A recomendação também é que a Secretaria de Saúde de Petrolina informe, no prazo de dez dias, no cadastro nacional dos estabelecimentos de saúde que o Crelps está sob interdição parcial determinada pela Vigilância Sanitária Municipal.
Em nota a Comunidade Terapeutica (Crelps) informou que “a matéria publica pelo MPPE referente a fiscalização que houve no dia 29.08.2023 está equivocada, pois a imagem inicial já mostra que a facha divulgada na matéria não é a do Crelps (comunidade terapêutica) e sim a fachada temporária da ILPI (Casa de Acolhimento Crelps Loié) que apesar de conter nomes parecidos, são duas instituições com finalidades diferentes, regimentos diferentes, estatutos diferentes e cnpj”
Histórico:
As promotorias de Justiça relatam que as irregularidades identificadas no Crelps não se resumem a problemas de índole estrutural ou sanitária, mas de condutas de maior gravidade, como o desvio da finalidade institucional, descompromisso com as normas técnicas de saúde, indiferença com o adequado tratamento das internas, restrição à liberdade e comprometimento da integridade física e psicológica das pacientes.
A fiscalização do crelps começou ainda em 2020, quando foi instaurado procedimento investigatório. Desde então, o Ministério Público recebeu vários relatos de irregularidades, como internações involuntárias de idosas; convivência entre adolescentes e dependentes químicas, em desacordo com o estatuto da criança e do adolescente; internação de pacientes com distúrbios mentais e permanência de pacientes por muitos anos, em total desacordo com o perfil da unidade.

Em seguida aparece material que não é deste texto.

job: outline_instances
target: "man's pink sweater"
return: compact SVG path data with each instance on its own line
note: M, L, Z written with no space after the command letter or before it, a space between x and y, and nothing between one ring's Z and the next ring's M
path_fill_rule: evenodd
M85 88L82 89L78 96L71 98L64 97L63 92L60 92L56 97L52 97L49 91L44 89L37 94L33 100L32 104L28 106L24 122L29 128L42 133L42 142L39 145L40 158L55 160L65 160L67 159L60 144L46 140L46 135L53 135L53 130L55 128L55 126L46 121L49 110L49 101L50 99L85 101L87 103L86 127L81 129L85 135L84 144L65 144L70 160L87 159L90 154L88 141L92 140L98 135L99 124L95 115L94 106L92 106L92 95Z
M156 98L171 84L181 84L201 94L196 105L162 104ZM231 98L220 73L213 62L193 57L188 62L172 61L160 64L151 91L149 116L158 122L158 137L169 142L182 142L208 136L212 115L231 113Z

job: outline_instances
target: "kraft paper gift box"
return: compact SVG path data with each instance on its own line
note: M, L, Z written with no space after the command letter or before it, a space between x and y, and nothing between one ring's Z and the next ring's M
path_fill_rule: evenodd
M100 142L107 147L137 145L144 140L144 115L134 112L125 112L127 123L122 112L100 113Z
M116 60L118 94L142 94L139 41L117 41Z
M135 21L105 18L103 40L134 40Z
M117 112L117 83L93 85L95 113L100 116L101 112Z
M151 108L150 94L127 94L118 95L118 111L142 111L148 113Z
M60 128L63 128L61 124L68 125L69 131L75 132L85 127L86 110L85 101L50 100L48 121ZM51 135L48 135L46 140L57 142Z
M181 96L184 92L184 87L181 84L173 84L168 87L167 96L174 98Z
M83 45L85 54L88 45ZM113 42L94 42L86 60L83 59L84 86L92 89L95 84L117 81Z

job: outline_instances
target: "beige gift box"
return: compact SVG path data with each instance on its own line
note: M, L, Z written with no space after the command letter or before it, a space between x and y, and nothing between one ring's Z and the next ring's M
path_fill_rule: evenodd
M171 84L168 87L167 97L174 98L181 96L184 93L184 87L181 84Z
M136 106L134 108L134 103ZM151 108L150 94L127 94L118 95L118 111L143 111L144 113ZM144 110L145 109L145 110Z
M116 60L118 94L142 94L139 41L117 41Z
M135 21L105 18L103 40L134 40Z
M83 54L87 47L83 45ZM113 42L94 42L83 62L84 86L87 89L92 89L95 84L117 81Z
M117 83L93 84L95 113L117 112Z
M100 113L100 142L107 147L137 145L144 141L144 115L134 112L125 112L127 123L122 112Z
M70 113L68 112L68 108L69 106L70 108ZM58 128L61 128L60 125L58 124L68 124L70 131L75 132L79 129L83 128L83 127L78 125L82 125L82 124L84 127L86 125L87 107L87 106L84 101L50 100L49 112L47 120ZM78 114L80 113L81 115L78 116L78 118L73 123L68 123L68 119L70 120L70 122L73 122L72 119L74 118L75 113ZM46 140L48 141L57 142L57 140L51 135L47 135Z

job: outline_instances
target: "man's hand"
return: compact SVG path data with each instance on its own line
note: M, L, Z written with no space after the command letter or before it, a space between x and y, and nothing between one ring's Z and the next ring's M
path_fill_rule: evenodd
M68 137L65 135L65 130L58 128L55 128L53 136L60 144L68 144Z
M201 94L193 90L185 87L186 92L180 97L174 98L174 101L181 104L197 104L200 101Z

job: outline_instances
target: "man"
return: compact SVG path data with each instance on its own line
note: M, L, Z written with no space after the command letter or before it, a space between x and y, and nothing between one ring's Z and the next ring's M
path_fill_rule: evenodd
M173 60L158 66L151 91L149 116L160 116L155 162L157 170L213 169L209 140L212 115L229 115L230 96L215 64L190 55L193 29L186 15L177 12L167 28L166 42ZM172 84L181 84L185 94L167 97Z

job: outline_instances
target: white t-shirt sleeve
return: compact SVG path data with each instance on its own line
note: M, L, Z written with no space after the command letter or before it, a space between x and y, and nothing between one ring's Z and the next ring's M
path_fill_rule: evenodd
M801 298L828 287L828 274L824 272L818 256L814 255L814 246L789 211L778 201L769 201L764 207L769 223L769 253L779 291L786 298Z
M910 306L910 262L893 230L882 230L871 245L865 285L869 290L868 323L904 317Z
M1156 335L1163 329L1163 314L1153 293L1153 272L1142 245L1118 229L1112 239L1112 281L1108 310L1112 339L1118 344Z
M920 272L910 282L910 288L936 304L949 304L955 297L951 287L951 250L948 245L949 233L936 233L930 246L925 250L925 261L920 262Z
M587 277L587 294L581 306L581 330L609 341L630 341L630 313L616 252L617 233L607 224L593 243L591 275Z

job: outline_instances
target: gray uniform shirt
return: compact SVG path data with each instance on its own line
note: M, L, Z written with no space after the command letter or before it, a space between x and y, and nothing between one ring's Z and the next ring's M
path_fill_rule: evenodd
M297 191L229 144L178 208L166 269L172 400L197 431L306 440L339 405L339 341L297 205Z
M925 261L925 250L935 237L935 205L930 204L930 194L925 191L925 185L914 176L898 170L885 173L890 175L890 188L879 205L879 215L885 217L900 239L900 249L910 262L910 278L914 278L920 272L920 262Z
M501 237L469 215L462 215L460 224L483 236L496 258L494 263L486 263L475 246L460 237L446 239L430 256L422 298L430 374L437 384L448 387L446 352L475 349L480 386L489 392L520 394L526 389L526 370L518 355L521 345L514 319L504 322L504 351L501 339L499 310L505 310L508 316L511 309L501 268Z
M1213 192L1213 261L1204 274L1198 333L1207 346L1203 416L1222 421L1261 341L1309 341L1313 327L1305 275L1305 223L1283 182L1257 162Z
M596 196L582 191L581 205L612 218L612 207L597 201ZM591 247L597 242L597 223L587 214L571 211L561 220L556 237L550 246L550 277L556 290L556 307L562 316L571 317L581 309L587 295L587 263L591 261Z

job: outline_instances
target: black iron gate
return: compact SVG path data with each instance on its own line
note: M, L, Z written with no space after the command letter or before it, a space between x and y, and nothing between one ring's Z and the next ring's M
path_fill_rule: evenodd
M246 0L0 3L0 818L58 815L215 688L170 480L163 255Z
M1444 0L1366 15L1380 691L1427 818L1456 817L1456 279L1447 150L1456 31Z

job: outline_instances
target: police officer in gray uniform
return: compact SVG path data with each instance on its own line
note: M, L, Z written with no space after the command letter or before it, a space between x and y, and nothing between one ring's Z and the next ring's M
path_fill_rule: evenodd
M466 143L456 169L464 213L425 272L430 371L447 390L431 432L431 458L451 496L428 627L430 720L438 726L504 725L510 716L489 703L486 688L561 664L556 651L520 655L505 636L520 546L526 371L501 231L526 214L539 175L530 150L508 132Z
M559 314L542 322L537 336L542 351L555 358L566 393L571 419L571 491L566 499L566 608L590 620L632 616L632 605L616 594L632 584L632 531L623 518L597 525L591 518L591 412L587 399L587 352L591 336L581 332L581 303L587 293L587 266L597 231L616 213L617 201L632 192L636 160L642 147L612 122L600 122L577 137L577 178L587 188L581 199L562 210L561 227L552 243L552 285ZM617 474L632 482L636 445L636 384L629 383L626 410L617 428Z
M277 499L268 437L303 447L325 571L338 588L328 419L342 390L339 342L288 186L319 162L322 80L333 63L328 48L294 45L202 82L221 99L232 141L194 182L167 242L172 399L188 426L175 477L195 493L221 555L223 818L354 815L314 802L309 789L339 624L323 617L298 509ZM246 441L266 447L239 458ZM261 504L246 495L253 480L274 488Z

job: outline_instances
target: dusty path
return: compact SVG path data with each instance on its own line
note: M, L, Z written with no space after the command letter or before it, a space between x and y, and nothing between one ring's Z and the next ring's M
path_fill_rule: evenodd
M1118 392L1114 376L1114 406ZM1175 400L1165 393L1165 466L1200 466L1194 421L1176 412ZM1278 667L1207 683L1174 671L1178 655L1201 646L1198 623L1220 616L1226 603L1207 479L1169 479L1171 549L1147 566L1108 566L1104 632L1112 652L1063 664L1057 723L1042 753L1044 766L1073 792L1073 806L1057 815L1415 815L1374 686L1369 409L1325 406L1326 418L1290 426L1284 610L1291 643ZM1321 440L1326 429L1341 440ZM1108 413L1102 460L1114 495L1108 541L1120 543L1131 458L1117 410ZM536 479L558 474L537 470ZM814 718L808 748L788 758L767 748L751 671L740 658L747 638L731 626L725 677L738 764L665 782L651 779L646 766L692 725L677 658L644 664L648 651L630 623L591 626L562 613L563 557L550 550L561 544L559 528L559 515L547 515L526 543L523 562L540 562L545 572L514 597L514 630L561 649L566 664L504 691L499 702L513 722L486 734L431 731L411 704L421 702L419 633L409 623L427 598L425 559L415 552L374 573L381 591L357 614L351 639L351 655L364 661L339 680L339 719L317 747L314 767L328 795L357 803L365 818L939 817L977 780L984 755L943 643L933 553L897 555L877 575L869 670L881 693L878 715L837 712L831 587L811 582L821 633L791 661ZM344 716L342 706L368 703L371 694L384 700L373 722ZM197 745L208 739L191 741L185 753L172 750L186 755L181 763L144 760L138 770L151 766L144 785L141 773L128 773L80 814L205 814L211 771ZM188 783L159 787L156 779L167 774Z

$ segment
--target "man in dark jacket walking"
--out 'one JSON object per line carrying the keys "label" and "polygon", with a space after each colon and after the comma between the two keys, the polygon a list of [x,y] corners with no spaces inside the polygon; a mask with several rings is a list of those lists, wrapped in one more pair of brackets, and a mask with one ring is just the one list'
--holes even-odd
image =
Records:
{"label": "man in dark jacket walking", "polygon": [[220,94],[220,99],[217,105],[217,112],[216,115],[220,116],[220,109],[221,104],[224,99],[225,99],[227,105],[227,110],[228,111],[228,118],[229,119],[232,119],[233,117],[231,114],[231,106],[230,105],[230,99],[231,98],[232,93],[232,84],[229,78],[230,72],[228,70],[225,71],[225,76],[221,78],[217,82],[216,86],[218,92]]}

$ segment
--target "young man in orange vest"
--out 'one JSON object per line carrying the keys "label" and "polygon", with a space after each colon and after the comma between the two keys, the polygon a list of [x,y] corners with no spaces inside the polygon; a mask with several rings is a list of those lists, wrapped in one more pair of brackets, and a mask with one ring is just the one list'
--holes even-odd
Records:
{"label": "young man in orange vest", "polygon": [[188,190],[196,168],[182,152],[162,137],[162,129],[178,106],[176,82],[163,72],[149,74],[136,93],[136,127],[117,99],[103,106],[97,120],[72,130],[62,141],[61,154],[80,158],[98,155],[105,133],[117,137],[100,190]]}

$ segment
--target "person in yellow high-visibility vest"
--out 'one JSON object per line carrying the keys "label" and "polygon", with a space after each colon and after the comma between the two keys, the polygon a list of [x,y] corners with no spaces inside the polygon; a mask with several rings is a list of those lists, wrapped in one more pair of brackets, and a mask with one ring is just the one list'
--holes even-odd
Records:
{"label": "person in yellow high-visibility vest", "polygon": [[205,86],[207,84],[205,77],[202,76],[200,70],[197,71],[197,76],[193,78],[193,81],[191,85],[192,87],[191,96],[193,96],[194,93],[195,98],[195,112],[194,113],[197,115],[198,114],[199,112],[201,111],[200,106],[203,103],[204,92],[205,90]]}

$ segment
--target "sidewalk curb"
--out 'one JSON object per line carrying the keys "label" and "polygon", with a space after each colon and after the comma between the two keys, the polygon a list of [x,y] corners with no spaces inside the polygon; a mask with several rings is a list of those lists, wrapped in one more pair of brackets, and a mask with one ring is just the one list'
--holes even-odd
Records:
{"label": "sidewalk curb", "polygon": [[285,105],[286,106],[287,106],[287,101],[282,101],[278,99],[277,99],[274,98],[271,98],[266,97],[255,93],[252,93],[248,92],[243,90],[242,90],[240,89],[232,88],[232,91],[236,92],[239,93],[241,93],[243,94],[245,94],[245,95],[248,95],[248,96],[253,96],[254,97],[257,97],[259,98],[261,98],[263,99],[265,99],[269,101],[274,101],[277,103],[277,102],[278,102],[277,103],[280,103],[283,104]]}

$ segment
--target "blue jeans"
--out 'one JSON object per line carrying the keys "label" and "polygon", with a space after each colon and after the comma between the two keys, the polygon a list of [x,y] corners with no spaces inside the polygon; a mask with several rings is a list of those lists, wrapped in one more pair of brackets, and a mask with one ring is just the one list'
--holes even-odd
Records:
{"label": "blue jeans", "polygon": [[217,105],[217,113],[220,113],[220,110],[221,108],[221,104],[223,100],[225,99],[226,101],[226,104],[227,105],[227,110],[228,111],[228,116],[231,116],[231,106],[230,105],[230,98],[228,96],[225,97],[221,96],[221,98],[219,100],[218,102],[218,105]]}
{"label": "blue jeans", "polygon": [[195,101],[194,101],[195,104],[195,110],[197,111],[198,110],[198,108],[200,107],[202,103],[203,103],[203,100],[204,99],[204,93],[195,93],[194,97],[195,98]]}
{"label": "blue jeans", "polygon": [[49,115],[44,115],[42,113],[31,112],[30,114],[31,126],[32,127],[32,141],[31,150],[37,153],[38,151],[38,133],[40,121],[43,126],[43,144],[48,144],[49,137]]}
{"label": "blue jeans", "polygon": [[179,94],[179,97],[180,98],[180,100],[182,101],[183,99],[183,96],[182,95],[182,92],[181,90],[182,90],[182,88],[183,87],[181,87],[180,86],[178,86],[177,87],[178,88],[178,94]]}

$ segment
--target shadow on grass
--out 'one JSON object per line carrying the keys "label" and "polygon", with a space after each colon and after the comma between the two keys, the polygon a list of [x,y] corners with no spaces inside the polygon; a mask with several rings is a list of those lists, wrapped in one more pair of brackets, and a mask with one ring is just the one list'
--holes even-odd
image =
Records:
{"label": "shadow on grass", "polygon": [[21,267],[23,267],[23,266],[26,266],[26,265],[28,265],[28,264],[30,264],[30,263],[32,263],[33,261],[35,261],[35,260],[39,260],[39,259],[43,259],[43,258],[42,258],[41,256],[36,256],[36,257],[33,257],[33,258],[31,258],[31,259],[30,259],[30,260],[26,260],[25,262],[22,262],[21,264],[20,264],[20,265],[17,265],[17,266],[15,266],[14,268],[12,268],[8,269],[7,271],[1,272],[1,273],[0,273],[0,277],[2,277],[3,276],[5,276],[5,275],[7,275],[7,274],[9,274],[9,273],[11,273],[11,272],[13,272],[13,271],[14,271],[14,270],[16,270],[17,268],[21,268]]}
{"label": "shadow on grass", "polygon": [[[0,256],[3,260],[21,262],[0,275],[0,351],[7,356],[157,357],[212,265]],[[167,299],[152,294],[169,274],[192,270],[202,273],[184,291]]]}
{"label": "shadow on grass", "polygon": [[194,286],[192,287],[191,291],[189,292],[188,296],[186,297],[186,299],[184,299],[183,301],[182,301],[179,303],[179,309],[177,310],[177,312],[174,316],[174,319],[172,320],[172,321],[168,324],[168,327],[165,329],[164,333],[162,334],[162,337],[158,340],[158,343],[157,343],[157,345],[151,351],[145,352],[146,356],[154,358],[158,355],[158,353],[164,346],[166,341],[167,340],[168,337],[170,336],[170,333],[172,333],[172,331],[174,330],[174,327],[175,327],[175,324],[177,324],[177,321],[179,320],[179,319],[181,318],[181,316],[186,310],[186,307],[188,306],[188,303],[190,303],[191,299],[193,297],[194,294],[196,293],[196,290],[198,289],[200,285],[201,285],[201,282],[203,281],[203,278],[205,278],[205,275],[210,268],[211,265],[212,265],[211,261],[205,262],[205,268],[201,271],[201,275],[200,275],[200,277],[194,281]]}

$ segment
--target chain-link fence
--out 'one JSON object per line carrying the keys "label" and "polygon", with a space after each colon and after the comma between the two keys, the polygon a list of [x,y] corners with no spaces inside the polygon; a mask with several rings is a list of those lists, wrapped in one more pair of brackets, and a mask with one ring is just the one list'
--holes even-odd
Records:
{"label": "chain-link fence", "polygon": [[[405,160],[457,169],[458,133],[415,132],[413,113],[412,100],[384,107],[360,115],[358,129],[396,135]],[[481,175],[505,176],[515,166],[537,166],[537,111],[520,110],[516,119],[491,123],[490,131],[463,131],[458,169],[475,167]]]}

Ao longo do inquérito civil, foram relatados casos de abusos e violências físicas e psicológicas nas dependências do crelps, como agressões físicas, injeções sedativas, trancafiamento de pacientes, corte do contato com familiares, retenção de objetos pessoais e falta de itens de higiene pessoal básica.
Outras faltas gravíssimas incluem a ausência de equipe profissional de saúde permanente, relatada pela apevisa em inspeção ocorrida no mês de setembro de 2021; e a inexistência de um controle formal de medicação dispensada, visto que, segundo o relatório da Apevisa, na entidade “há estoque de medicamentos controlados sem a apresentação de registros de aquisição e receituários médicos”. No mês seguinte, outubro de 2021, foi determinada pelas autoridades de saúde a primeira interdição parcial do crelps, com a proibição da entrada de novas pacientes.
Em novembro de 2022 a vigilância sanitária de Petrolina reforçou o alerta, ao atestar que o crelps colocava em risco as pacientes alocadas na entidade.